The divine names in this psalm are very frequent and significant, and the order in which they are used is evidently intentional. We have the great covenant name of Jehovah set in the very first verse, and in the last verse; as if to bind the whole together with a golden circlet. And then, in addition, it appears once in each of the other two sections of the psalm, with which we have nothing to do at present. Then we have, further, the name of God employed in each of the sections; and further, the name of Lord, which is not the same as Jehovah, but implies the simple idea of superiority and authority. In each portion of the psalm, then, we see the writer laying his hand, as it were, upon these three names—'Jehovah,' 'my God,' 'Lord'—and in all of them finding grounds for his confidence and reasons for his cry.

Nothing in our prayers is often more hollow and unreal than the formal repetitions of the syllables of that divine name, often but to fill a pause in our thoughts. But to 'call upon the Name of the Lord' means, first and foremost, to bring before our minds the aspects of His great and infinite character, which are gathered together into the Name by which we address Him.
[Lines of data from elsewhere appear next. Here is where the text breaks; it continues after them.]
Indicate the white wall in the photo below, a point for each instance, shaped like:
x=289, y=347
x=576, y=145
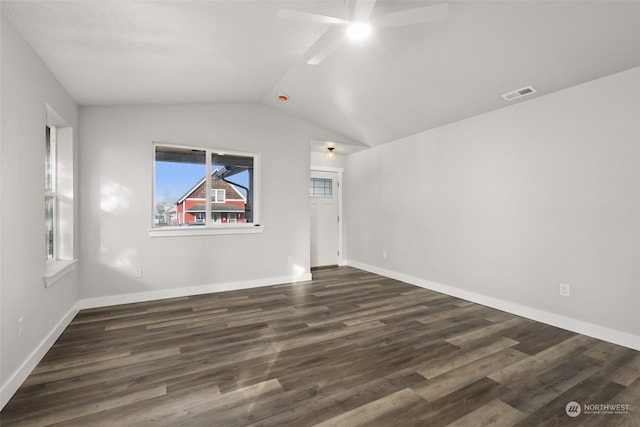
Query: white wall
x=27, y=86
x=504, y=206
x=116, y=201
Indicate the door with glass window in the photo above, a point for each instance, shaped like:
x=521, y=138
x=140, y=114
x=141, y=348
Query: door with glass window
x=323, y=192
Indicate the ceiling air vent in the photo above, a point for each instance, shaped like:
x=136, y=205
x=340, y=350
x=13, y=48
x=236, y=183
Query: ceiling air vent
x=519, y=93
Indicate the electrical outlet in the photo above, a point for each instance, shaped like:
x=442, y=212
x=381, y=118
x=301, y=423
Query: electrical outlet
x=20, y=327
x=564, y=290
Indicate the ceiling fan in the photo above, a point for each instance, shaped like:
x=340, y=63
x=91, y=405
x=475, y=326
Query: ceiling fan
x=362, y=24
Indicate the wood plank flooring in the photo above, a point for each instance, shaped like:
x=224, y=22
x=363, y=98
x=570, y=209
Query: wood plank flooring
x=349, y=348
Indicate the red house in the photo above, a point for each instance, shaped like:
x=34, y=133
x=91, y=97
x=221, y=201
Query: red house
x=227, y=203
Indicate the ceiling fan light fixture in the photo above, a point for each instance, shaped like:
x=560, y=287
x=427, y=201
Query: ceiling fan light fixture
x=357, y=31
x=330, y=154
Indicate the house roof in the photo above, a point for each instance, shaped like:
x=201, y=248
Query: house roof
x=198, y=190
x=401, y=81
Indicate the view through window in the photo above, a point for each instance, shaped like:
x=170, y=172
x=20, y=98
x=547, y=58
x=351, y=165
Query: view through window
x=186, y=178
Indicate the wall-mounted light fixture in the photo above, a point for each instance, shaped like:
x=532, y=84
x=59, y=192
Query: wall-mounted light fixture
x=330, y=154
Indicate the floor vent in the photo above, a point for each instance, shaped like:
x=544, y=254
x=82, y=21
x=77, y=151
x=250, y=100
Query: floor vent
x=519, y=93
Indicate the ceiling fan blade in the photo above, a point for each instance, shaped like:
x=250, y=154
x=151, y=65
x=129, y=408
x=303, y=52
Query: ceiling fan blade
x=299, y=15
x=418, y=15
x=325, y=46
x=363, y=10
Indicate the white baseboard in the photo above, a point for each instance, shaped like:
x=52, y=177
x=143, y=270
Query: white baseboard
x=20, y=375
x=581, y=327
x=187, y=291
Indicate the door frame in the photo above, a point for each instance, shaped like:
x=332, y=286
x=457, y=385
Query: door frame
x=339, y=172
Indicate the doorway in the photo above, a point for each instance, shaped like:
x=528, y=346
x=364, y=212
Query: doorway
x=325, y=195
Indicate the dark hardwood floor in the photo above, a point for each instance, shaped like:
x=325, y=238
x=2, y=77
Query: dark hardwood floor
x=349, y=348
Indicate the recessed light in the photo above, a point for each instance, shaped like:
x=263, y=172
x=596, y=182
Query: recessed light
x=519, y=93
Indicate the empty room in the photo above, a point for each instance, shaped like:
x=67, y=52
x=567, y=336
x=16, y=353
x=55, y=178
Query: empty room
x=319, y=213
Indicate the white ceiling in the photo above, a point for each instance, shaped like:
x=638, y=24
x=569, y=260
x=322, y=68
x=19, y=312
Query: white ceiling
x=150, y=52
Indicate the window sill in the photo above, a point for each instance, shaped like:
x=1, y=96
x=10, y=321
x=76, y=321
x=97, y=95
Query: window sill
x=56, y=270
x=206, y=230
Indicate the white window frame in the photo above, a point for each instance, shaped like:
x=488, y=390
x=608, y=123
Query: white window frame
x=209, y=228
x=51, y=193
x=62, y=261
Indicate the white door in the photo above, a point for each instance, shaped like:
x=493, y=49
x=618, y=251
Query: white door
x=323, y=192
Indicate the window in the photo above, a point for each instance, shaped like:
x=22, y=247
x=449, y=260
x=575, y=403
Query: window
x=217, y=195
x=320, y=187
x=58, y=198
x=50, y=193
x=208, y=188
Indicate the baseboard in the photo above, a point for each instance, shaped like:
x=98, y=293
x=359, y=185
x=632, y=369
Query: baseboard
x=578, y=326
x=20, y=375
x=187, y=291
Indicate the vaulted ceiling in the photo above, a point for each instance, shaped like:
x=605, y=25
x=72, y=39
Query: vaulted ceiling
x=157, y=52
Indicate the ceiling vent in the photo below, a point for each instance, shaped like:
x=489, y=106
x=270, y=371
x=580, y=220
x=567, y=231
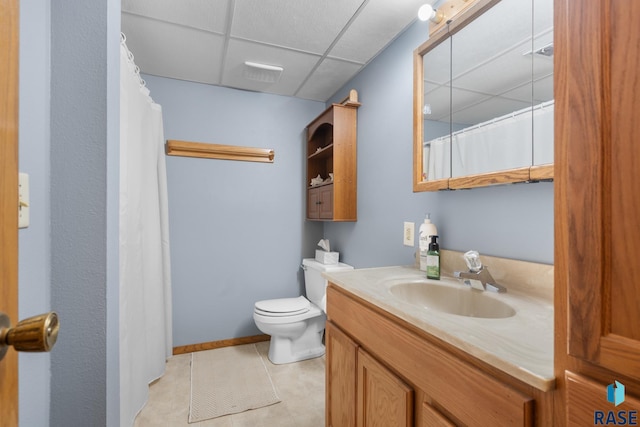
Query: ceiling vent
x=262, y=72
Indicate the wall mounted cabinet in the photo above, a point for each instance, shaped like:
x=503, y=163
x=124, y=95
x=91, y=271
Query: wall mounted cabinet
x=331, y=164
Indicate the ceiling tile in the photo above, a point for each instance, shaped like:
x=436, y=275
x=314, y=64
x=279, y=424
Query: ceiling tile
x=297, y=66
x=310, y=26
x=174, y=51
x=330, y=76
x=375, y=27
x=203, y=14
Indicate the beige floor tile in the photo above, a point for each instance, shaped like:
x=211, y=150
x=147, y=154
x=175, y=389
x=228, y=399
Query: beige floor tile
x=300, y=386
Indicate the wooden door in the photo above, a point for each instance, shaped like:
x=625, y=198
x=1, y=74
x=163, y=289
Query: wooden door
x=597, y=203
x=326, y=202
x=340, y=378
x=384, y=400
x=9, y=201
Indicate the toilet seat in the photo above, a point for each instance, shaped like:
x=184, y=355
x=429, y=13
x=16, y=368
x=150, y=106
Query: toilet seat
x=282, y=307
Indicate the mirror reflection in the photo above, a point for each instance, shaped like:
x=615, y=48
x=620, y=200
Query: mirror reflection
x=488, y=93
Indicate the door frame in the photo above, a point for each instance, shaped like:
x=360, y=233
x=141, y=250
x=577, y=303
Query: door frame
x=9, y=55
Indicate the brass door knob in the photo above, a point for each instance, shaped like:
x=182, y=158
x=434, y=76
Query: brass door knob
x=37, y=333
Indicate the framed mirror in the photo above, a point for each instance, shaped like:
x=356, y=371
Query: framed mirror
x=483, y=97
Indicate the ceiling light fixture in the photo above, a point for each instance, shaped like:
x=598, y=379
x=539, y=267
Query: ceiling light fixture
x=427, y=12
x=262, y=72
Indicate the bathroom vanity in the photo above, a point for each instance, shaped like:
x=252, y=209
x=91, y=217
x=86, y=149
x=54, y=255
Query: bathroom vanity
x=393, y=362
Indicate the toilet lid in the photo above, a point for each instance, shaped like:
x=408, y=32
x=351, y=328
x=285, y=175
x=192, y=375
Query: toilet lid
x=283, y=306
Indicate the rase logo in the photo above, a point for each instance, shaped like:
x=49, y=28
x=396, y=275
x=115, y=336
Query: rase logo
x=615, y=395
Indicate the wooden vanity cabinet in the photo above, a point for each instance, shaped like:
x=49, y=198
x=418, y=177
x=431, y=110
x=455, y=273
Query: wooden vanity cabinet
x=597, y=205
x=372, y=356
x=331, y=148
x=360, y=390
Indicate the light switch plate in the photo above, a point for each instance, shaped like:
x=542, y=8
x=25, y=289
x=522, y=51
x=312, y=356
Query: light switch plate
x=409, y=234
x=23, y=200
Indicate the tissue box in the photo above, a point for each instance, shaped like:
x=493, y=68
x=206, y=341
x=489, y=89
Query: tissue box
x=327, y=257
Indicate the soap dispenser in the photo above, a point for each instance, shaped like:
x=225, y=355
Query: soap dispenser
x=427, y=229
x=433, y=259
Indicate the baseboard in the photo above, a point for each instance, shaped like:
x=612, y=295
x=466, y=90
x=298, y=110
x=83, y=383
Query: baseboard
x=219, y=344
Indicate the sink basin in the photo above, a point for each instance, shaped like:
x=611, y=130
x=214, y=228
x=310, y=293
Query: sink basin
x=458, y=300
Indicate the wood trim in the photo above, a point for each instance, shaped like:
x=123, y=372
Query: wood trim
x=433, y=418
x=510, y=176
x=9, y=124
x=541, y=172
x=218, y=151
x=585, y=115
x=211, y=345
x=351, y=100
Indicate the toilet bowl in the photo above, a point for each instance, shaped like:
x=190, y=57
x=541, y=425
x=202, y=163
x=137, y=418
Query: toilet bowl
x=296, y=325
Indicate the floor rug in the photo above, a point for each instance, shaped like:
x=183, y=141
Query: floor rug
x=228, y=381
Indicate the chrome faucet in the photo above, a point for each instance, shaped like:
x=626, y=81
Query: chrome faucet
x=480, y=279
x=478, y=276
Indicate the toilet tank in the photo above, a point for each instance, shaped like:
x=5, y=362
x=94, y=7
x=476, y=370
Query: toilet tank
x=315, y=285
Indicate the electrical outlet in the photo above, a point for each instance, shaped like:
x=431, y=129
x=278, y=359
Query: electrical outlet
x=409, y=234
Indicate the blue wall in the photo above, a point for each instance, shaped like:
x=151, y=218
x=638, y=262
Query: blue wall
x=511, y=221
x=237, y=228
x=84, y=211
x=34, y=268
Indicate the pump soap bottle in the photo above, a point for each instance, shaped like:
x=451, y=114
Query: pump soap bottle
x=433, y=259
x=427, y=229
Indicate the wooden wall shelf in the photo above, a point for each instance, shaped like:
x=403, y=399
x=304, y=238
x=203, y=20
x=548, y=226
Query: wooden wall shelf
x=218, y=151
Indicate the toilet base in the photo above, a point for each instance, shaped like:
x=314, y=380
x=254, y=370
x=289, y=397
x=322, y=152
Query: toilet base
x=307, y=346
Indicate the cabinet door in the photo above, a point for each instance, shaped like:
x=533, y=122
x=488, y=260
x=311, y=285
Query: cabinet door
x=340, y=378
x=313, y=203
x=597, y=200
x=326, y=202
x=384, y=400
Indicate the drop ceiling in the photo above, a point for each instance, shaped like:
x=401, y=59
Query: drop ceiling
x=320, y=44
x=494, y=70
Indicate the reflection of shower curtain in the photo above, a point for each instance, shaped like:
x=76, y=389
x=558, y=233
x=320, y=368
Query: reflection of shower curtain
x=145, y=282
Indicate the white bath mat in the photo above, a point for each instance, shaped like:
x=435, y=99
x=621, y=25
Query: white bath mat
x=228, y=381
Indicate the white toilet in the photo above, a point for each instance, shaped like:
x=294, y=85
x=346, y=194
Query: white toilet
x=296, y=325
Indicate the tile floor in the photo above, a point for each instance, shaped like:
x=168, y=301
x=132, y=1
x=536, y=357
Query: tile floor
x=300, y=386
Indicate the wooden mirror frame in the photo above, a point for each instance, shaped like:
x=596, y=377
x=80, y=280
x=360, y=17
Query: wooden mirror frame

So when we say 'Jehovah!' 'Lord!' what we ought to mean is this, that we are gazing upon that majestic, glorious thought of Being, self-derived, self-motived, self-ruled, the being of Him whose Name can only be, 'I am that I am.' Of all other creatures the name is, 'I am that I have been made,' or 'I am that I became,' but of Him the Name is, 'I am that I am.' Nowhere outside of Himself is the reason for His being, nor the law that shapes it, nor the aim to which it tends. And this infinite, changeless Rock is laid for our confidence, Jehovah the Eternal, the Self-subsisting, Self-sufficing One.

There is more than that thought in this wondrous Name, for it not only expresses the timeless, unlimited, and changeless being of God, but also the truth that He has entered into what He deigns to call a Covenant with us men. The name Jehovah is the seal of that ancient Covenant, of which, though the form has vanished, the essence abides for ever, and God has thereby bound Himself to us by promises that cannot be abrogated. So that when we say, 'O Lord!' we summon up before ourselves, and grasp as the grounds of our confidence, and we humbly present before Him as the motives, if we may so call them, for His action, His own infinite being and His covenanted grace.

Then, further, our psalm invokes 'my God.' That names implies in itself, simply, the notion of power to be reverenced. But when we add to it that little word 'my,' we rise to the wonderful thought that the creature can claim an individual relation to Him, and in some profound sense a possession there. The tiny mica flake claims kindred with the Alpine peak from which it fell. The poor, puny hand, that can grasp so little of the material and temporal, can grasp all of God that it needs.